Besucherin aus Witten spricht von einem „befreienden“ Gefühl

„Befreiend“ nennt eine jüngere Frau das Gefühl, nach zwei Jahren erstmals wieder eine Kirmes zu besuchen. „Die Kinder sind auf jeden Fall wieder glücklich“, sagen Claudia (27) und Andreas (27). Das rosa Schweinchen haben sie mit der „Kralle“ am gleichnamigen Stand für Töchterchen Jamina (5) zwar nicht zu fassen bekommen. Trotzdem strahlen alle, als wäre morgen Weihnachten.

Mickymaus tanzt auf roten Herzchenballons am Kinderwagen, Seifenblasen steigen in die Höhe, Papa mampft den Nutella-Crepe zuende und am blinkenden „Glücksprinz“ ruft der Anheizer zwischen den riesigen Stofffiguren: „Neue Lose, neues Spiel, Achtung, Freunde!“

Vieles auf der Zwiebelkirmes in Witten kostet um die drei Euro

Es gibt viele Essstände, von Kartoffelspiralen bis zur Bratwurst im Brötchen. Alles liegt um die drei Euro, für das Urlaubsgefühl mit „Frikandel Spezial“ legt man auch 4,50 Euro hin. Wie die gebrannten Mandeln schmecken? „Gut, aber sie sind leider kalt“, sagt Vater Cihan (36). „Aber Hauptsache, den Kindern wird „mal wieder was zum Rauskommen“ geboten.

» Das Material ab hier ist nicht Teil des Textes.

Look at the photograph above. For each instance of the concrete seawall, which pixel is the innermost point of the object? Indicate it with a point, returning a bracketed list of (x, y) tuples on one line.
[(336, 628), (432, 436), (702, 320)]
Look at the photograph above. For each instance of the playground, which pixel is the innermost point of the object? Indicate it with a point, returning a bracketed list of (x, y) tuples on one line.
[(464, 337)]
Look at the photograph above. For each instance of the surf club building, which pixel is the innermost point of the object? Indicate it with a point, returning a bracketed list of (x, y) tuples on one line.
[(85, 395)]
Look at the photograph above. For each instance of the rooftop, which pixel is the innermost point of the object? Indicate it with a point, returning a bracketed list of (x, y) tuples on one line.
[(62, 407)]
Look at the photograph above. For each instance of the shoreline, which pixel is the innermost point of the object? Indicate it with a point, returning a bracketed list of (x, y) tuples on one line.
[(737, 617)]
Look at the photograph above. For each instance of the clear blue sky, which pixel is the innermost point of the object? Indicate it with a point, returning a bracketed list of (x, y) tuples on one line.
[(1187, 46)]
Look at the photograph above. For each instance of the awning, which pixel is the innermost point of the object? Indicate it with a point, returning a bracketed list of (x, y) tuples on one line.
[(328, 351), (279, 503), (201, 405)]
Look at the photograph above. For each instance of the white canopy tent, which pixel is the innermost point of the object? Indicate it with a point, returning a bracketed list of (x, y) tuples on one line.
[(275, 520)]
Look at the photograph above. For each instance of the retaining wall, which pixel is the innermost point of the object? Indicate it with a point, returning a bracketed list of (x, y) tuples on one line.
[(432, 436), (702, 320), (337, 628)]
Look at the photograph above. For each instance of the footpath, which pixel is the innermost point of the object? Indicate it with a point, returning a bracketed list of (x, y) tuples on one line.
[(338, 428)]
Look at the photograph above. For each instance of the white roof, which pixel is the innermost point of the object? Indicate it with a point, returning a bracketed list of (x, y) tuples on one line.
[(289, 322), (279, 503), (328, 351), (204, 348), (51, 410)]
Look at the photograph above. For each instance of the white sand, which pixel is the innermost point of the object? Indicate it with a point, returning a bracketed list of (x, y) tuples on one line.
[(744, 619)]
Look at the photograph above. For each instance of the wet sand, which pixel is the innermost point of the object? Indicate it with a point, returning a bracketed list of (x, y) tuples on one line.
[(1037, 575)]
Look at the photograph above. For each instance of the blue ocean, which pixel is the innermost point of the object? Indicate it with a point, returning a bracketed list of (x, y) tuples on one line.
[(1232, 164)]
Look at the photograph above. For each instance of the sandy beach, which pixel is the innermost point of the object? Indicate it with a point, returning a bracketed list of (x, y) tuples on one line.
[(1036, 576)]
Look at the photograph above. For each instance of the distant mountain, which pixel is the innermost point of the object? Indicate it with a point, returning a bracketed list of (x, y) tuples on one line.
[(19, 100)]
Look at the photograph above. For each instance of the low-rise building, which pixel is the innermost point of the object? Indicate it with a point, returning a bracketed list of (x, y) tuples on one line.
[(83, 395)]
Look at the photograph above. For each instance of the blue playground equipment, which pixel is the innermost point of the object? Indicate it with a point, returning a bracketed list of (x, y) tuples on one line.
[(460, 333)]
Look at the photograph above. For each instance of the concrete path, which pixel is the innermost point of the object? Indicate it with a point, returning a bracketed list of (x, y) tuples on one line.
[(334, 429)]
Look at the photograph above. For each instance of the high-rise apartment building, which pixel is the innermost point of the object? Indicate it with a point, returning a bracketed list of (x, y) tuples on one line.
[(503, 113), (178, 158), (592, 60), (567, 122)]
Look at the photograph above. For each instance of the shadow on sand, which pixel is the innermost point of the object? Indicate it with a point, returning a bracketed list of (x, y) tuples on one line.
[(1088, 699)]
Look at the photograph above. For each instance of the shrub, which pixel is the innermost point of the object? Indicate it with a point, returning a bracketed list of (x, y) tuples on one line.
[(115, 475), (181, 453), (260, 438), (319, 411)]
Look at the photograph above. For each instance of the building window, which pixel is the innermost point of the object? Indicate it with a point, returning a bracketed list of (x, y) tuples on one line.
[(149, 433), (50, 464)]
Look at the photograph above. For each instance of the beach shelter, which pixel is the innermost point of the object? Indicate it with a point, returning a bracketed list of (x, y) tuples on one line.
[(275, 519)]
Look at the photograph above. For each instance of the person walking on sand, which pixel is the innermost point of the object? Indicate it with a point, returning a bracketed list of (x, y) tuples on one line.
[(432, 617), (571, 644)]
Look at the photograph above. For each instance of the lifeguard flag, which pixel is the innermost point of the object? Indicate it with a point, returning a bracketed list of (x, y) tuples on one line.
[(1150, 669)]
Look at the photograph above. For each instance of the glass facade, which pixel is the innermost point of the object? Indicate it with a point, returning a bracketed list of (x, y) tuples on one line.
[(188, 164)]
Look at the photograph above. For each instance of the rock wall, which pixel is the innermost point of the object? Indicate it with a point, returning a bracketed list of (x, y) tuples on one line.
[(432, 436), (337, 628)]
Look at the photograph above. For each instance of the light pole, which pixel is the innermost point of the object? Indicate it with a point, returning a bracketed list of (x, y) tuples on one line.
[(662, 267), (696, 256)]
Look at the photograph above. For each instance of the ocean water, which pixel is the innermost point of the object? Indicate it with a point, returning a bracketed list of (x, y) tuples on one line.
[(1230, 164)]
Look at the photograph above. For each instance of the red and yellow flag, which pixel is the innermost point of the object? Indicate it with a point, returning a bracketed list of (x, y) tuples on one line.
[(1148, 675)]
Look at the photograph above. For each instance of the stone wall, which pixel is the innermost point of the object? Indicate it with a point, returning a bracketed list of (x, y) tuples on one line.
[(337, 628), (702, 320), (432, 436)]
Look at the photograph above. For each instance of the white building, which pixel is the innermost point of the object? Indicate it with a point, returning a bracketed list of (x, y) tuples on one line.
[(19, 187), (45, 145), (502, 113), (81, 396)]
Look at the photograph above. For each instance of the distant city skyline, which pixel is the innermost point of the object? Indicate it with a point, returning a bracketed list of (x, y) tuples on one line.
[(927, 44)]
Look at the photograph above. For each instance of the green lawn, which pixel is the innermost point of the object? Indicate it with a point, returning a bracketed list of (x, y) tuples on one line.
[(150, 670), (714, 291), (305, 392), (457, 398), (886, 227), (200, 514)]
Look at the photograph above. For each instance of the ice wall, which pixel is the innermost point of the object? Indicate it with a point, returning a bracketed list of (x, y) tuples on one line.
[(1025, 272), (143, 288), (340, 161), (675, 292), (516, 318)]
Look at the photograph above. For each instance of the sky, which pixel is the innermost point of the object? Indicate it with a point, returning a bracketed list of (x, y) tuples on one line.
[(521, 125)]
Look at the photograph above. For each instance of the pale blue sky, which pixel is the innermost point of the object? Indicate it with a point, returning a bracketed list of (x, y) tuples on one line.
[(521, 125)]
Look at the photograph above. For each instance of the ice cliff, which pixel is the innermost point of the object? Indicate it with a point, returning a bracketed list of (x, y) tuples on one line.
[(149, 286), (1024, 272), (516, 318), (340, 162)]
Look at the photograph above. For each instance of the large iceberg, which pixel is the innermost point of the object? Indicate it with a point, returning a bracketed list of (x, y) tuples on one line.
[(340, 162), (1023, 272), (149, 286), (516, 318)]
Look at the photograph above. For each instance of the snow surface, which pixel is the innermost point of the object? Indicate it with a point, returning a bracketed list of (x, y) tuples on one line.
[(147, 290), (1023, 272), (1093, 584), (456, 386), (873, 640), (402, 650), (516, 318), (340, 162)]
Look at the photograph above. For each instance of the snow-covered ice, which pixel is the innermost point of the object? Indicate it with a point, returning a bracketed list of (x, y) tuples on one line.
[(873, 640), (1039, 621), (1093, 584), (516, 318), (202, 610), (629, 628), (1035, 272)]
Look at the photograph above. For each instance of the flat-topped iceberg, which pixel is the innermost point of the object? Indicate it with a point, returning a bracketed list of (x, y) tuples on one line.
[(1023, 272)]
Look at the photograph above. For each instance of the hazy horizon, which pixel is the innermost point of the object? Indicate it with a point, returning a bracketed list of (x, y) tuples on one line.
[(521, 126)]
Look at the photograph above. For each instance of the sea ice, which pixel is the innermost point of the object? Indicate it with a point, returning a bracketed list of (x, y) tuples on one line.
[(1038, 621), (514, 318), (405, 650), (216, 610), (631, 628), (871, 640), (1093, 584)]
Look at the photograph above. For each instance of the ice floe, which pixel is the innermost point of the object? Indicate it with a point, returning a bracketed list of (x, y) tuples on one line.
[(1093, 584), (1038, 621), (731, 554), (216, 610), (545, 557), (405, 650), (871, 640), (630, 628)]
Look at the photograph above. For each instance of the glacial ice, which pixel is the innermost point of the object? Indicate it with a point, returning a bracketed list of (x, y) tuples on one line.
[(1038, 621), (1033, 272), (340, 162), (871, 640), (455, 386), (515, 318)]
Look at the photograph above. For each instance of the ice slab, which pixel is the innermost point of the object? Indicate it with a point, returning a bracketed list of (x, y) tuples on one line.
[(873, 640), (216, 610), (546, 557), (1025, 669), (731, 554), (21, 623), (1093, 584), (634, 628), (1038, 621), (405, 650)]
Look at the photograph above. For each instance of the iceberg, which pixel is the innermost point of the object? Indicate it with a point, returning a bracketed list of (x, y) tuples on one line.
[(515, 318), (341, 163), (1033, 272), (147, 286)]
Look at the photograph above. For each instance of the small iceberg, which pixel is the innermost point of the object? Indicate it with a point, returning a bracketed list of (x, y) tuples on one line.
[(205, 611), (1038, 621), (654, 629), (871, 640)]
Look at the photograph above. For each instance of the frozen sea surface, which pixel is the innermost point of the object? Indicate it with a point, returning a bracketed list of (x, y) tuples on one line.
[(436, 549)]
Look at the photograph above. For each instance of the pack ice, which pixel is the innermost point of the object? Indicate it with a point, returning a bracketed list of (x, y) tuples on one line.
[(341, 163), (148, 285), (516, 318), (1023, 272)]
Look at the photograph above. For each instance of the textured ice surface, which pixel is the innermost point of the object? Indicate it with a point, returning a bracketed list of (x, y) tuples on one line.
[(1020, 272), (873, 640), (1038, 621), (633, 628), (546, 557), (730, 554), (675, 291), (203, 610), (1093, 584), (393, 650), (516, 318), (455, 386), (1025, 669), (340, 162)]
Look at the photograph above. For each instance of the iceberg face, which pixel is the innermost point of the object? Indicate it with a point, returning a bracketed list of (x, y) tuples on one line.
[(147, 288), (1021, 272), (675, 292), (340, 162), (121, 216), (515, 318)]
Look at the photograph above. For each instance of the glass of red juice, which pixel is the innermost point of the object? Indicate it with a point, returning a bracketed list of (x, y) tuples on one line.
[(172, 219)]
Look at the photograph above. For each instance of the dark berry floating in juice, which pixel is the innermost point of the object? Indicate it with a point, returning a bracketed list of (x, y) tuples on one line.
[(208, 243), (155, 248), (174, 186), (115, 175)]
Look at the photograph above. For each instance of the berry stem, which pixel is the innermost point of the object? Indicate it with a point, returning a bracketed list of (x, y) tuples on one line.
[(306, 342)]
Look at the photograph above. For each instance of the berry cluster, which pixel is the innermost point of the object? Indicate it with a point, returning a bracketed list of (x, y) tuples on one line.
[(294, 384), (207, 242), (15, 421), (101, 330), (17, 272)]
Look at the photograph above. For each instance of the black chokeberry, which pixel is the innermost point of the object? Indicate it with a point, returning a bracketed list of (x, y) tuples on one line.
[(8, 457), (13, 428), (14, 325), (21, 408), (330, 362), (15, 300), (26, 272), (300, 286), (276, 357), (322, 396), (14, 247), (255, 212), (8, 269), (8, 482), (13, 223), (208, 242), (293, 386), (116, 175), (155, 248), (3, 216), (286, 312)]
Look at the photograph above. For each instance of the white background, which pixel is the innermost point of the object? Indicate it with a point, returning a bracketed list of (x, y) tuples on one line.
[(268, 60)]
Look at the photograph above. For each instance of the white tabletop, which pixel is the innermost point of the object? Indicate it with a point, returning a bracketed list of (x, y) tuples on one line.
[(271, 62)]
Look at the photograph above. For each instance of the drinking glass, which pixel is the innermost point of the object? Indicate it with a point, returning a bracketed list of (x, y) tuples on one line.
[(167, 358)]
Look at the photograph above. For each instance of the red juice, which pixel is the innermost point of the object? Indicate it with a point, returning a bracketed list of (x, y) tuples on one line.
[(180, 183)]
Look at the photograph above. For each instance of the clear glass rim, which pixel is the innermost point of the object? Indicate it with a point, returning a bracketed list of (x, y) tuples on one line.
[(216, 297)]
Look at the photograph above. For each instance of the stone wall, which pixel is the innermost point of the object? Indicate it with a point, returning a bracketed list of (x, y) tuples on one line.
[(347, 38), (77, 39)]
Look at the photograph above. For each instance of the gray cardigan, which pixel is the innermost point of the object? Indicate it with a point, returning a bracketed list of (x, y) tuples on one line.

Fertig zum Abheben: Der „Air Race“ gehört zu den großen Karussells in der hinteren Reihe auf dem Saalbau-Parkplatz in Witten.
Fertig zum Abheben: Der „Air Race“ gehört zu den großen Karussells in der hinteren Reihe auf dem Saalbau-Parkplatz in Witten. © FUNKE Foto Services | Oliver Müller

Die Kids und Teenager kreischen, als sie der „Air Race“ mit der langen Sitzreihe immer schneller hoch- und runter drückt. Wie die rasante Fahrt war? „Verrückt“, antwortet die elfjährige Caroline. Das sei die erste richtige Kirmes, die er seit dem Lockdown erlebe, sagt Karussellbetreiber Willi Voß (26) aus Wolfsburg. Das sei mit nichts vergleichbar. „Diese Lebensfreude gibt’s nur hier!“

Michael aus dem Bergischen besucht bis zu 400 Jahrmärkte im Jahr

Ein paar Meter weiter schlängelt sich eine kleine Achterbahn im „Crazy Jungle“, im verrückten Dschungel, über die grünen Stahlschienen, die sechs gelben Wagen sind alle besetzt. Nebenan füllt sich die „Zeit-Maschine“ zwar nur schleppend, aber der Ansager gibt nicht auf. „Es tut schon wieder weh“, schallt Musik aus den Lautersprecherboxen. Michael aus dem Bergischen ist einfach nur glücklich. „Das ist Kirmes“, sagt der 47-Jährige, der in normalen Zeiten bis zu 400 Jahrmärkte im Jahr besucht.

Zur Krönung gibt’s am Samstagabend noch das Feuerwerk vom Saalbaudach. Zwischen den Raketen, die den Himmel grün und rot färben, hört man Applaus. Beifall für die 597. Zwiebelkirmes.